The fine, a record for false advertising in the Asian country, indicates South Korean authorities are in no mood to soften their tough line on the automaker's emissions-test cheating, having already suspended most of its sales in the country since August.
The Fair Trade Commission (FTC) said on Wednesday it would ask prosecutors to investigate VW's headquarters, its South Korean unit and five former and current executives including Andre Konsbruck, currently vice president of sales for the Americas at Volkswagen unit Audi, and Audi's head of sales overseas Terence Bryce Johnsson. The committee alleges Volkswagen made "false, exaggerated or deceptive" claims in the advertisements, that could attract punishments ranging from jail terms of up to two years or fines of up to 150 million won, an FTC official told reporters.
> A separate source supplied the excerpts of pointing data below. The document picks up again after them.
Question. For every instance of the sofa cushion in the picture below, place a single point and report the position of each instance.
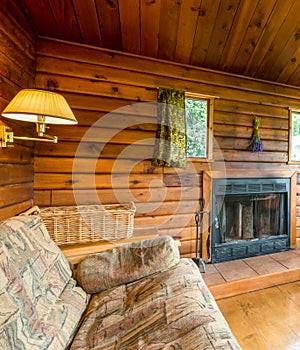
(127, 263)
(172, 309)
(40, 303)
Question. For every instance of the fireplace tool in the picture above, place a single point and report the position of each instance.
(199, 234)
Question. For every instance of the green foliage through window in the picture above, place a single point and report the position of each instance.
(196, 127)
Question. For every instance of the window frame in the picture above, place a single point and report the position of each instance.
(290, 140)
(210, 114)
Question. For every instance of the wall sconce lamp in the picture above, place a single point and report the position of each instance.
(36, 106)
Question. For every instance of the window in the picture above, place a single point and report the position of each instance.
(199, 112)
(294, 136)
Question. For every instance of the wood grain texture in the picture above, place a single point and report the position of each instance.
(17, 71)
(266, 319)
(121, 167)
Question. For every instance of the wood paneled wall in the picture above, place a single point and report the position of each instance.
(17, 71)
(114, 156)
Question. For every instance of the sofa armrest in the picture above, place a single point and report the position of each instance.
(126, 263)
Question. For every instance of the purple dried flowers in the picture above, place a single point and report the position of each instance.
(256, 143)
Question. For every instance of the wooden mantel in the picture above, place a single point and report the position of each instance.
(240, 174)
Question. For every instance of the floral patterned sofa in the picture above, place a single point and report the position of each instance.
(135, 296)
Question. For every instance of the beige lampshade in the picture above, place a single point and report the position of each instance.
(39, 106)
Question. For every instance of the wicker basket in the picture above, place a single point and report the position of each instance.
(89, 223)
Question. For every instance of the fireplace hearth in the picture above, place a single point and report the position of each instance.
(250, 217)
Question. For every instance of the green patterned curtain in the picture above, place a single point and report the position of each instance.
(170, 144)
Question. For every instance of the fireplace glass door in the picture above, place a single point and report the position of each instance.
(250, 218)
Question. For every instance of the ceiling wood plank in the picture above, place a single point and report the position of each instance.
(88, 22)
(288, 55)
(223, 23)
(290, 67)
(253, 33)
(169, 19)
(66, 20)
(130, 25)
(287, 31)
(206, 20)
(109, 20)
(295, 77)
(268, 34)
(186, 29)
(150, 14)
(41, 17)
(238, 31)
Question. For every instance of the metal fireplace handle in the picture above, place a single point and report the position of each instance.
(199, 235)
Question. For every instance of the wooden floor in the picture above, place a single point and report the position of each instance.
(266, 319)
(260, 299)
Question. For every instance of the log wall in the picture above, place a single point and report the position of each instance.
(17, 70)
(116, 93)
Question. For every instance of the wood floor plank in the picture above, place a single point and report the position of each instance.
(265, 319)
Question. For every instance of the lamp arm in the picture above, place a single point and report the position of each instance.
(7, 136)
(45, 138)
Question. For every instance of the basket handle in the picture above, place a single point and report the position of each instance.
(33, 210)
(132, 206)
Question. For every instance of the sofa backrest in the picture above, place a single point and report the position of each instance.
(40, 304)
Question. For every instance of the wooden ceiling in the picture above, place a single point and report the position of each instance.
(256, 38)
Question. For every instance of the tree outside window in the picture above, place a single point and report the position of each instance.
(294, 144)
(198, 125)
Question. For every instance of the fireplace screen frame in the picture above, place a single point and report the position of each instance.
(243, 248)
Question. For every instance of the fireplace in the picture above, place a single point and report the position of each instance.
(250, 217)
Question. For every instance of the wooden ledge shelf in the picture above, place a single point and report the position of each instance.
(76, 252)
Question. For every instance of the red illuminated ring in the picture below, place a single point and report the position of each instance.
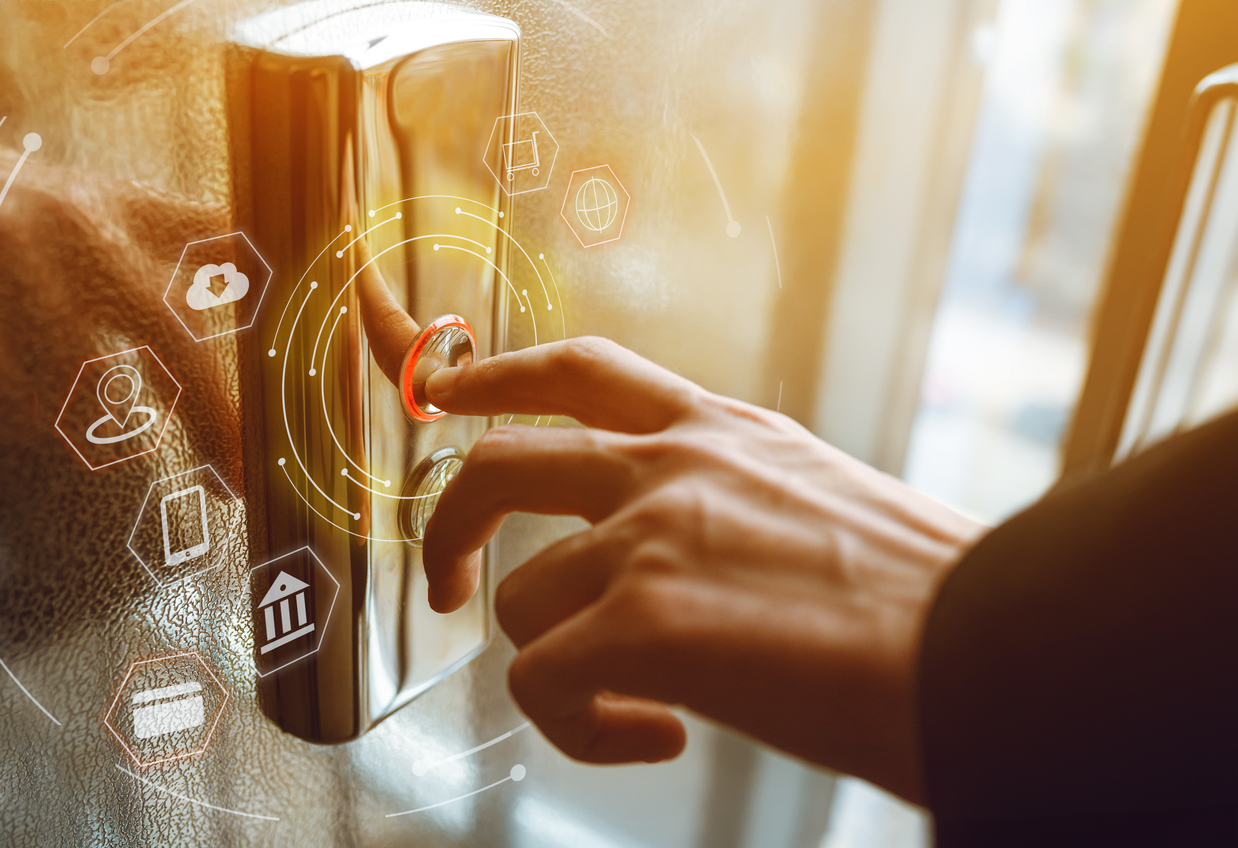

Volkswagen advertised its cars as environmentally friendly vehicles that met pollution standards although they were equipped with devices designed to deceive government tests, the regulator said.
Audi Volkswagen Korea (AVK) said it had not been formally notified of the regulator's decision. "AVK is committed to rebuilding trust with the authorities and with customers and other stakeholders in Korea," it said in a statement.
South Korea has already fined Volkswagen 17.8 billion won for emissions-cheating, and arrested one local Volkswagen executive on accusations including fabrication of documents and violation air quality laws. The sales suspension imposed in August slammed the brakes on the German automaker's breakneck growth in South Korea, a market dominated by homegrown rivals like Hyundai Motor and Kia Motors.
While South Korea is a relatively small market for Volkswagen, it is significant for its luxury marques Audi and Bentley and one of the fastest-growing markets for all brands.
VW Group admitted in September 2015 to using software to falsify pollution tests on some diesel cars, spurring legal action in the U.S., Germany, South Korea and elsewhere.
In the U.S., Volkswagen has already agreed to spend up to $16.5 billion to date to resolve diesel-emissions cheating allegations, and still may face billions more in fines.